For the Dipping Sauce:
3/4 cup sour cream
1/4 cup mayonnaise
1/2 teaspoon salt
1/2 teaspoon black pepper
1/2 teaspoon garlic powder
1/2 teaspoon paprika
1 teaspoon lemon juice
2-3 dashes hot pepper sauce
For the Fritters:
4 large russet potatoes, cubed, boiled & mashed
1/2 cup all-purpose flour
3/4 cup buttermilk
1 teaspoon salt
1 large egg-beaten
2 tablespoon butter
1 cup shredded cheddar cheese
1/4 teaspoon black pepper
1 (12 oz) package Jones Dairy Farm All Natural Pork Breakfast Sausage Roll
1/4 cup scallions, finely chopped
1/8 cup red bell pepper, finely chopped
1 garlic clove, minced
1 cup bread crumbs
In a small dish, combine all ingredients for dipping sauce and mix well. Refrigerate until ready to serve.
In a large bowl, combine mashed potatoes, flour, buttermilk, salt, egg, butter, cheese and black pepper.

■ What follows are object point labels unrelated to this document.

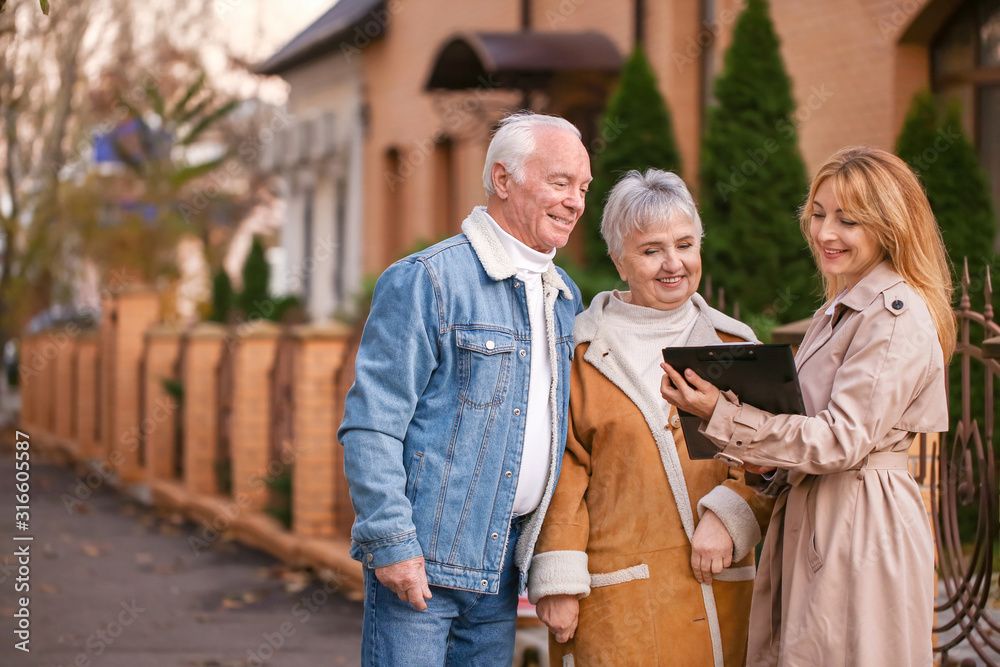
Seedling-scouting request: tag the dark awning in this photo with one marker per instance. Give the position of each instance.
(519, 59)
(328, 32)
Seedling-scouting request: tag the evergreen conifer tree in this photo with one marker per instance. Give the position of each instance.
(636, 133)
(222, 297)
(936, 148)
(253, 300)
(753, 180)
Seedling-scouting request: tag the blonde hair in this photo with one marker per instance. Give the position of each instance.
(880, 192)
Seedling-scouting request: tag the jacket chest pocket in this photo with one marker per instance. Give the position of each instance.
(484, 366)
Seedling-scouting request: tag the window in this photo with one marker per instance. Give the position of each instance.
(393, 229)
(307, 243)
(446, 215)
(339, 239)
(965, 66)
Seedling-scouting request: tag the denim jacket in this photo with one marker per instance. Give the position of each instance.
(434, 425)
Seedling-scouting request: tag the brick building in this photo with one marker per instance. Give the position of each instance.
(422, 82)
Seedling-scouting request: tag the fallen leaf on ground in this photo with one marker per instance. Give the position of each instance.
(91, 550)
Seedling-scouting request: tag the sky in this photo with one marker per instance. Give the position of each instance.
(258, 28)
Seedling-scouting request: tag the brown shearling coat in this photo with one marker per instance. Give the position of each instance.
(617, 500)
(847, 570)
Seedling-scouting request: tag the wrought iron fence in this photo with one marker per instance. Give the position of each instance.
(966, 475)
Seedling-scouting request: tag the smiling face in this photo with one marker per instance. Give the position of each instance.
(542, 211)
(844, 249)
(663, 265)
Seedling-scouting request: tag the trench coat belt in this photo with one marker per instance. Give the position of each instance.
(883, 461)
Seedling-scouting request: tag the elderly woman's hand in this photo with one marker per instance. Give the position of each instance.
(689, 393)
(711, 548)
(560, 613)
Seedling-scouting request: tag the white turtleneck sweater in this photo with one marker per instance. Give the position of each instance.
(642, 333)
(530, 265)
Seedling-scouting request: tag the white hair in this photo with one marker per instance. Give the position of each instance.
(514, 142)
(641, 202)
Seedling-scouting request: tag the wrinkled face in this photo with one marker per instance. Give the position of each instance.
(844, 248)
(662, 266)
(543, 210)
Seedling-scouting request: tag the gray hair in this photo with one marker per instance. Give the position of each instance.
(514, 142)
(640, 202)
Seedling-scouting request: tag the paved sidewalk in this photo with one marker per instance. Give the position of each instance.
(115, 585)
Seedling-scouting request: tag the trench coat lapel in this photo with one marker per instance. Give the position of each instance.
(817, 335)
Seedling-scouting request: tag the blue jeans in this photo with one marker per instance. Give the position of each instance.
(461, 628)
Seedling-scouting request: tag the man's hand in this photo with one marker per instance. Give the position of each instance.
(689, 393)
(561, 613)
(711, 548)
(408, 580)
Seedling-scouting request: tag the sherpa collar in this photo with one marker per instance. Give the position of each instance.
(495, 260)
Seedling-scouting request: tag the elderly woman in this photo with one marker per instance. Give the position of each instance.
(645, 557)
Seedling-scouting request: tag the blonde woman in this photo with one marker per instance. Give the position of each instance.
(847, 571)
(645, 557)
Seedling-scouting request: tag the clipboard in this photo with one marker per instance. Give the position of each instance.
(762, 375)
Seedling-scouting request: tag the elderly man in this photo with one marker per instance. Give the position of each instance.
(455, 427)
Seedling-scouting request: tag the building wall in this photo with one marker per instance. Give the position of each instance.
(854, 67)
(325, 89)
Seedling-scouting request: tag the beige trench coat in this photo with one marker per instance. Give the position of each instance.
(847, 570)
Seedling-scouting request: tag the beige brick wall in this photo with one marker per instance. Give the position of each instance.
(136, 310)
(86, 395)
(63, 387)
(159, 411)
(254, 347)
(316, 477)
(850, 89)
(204, 347)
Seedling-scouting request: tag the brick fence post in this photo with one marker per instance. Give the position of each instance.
(87, 393)
(63, 386)
(201, 412)
(134, 310)
(254, 347)
(27, 382)
(319, 355)
(162, 346)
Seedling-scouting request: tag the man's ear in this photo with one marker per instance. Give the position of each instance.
(501, 178)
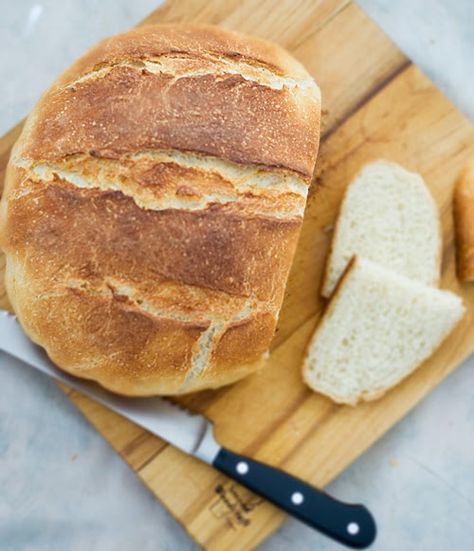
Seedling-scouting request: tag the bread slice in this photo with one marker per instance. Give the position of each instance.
(378, 327)
(388, 216)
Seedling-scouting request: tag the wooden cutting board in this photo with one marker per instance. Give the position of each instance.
(376, 104)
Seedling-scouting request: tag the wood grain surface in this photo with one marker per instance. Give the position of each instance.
(376, 104)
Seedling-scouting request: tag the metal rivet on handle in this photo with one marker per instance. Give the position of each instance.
(242, 467)
(297, 498)
(353, 528)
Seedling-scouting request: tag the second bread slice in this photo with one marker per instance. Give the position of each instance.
(378, 327)
(388, 216)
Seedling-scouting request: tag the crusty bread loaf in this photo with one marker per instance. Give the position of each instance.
(378, 327)
(153, 203)
(388, 216)
(464, 222)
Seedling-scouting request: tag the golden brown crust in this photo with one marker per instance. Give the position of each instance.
(263, 126)
(58, 225)
(152, 207)
(464, 222)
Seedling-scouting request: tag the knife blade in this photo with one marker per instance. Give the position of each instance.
(350, 524)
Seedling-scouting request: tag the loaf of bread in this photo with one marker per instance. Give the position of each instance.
(387, 216)
(378, 327)
(153, 203)
(464, 223)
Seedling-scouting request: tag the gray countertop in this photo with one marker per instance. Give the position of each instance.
(61, 486)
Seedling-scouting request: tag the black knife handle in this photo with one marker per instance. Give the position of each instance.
(352, 525)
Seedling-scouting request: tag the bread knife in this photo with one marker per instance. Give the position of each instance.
(349, 524)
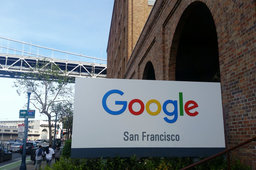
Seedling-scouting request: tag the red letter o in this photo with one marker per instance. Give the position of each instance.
(141, 107)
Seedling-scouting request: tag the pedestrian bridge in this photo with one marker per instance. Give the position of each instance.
(18, 58)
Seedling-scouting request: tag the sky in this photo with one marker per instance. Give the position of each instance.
(78, 26)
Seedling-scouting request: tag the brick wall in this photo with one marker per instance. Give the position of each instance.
(235, 22)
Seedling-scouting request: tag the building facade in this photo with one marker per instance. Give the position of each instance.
(195, 40)
(37, 129)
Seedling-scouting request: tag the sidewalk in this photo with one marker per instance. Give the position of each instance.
(30, 165)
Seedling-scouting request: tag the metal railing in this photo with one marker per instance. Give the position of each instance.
(17, 57)
(219, 154)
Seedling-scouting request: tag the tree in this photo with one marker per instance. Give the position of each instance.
(48, 88)
(65, 115)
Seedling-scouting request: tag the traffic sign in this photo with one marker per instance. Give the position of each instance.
(30, 113)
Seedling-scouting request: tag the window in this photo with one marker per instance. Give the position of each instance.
(151, 2)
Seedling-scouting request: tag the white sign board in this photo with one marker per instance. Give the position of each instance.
(115, 117)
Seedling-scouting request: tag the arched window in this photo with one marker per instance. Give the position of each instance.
(197, 57)
(149, 72)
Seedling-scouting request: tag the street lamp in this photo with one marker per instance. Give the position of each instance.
(23, 162)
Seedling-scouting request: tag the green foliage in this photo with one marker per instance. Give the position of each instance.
(67, 149)
(134, 163)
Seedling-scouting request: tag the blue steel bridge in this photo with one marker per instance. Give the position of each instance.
(18, 58)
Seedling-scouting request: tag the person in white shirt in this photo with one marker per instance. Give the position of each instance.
(49, 153)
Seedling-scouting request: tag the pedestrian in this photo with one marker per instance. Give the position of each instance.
(49, 153)
(57, 154)
(39, 157)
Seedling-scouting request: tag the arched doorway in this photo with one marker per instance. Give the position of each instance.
(149, 72)
(196, 45)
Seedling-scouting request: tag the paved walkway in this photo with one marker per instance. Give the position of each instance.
(29, 163)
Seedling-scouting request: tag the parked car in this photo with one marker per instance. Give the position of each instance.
(29, 147)
(15, 147)
(33, 152)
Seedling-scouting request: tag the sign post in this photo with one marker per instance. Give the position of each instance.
(114, 117)
(24, 113)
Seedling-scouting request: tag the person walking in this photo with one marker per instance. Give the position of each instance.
(57, 154)
(39, 157)
(49, 153)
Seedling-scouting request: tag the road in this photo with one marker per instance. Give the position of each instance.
(15, 157)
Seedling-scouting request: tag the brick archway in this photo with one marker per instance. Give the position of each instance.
(149, 72)
(194, 52)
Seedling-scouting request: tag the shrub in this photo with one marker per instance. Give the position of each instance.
(67, 149)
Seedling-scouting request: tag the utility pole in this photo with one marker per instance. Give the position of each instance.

In skillet, brown sausage, drain any fat and return sausage to skillet. Add scallions, bell pepper, and garlic. Sauté for 5 minutes or until vegetables are tender. Remove from heat and cool for 5-10 minutes.
In large bowl, mix mashed potatoes and sausage mixture together. Scoop mixture into balls; roll balls in breadcrumbs and set aside.
Heat 1-inch of oil in skillet to 375˚F. Fry balls for 2-3 minutes or until golden brown. Drain on paper towel lined plate.
Serve fritters warm with dipping sauce.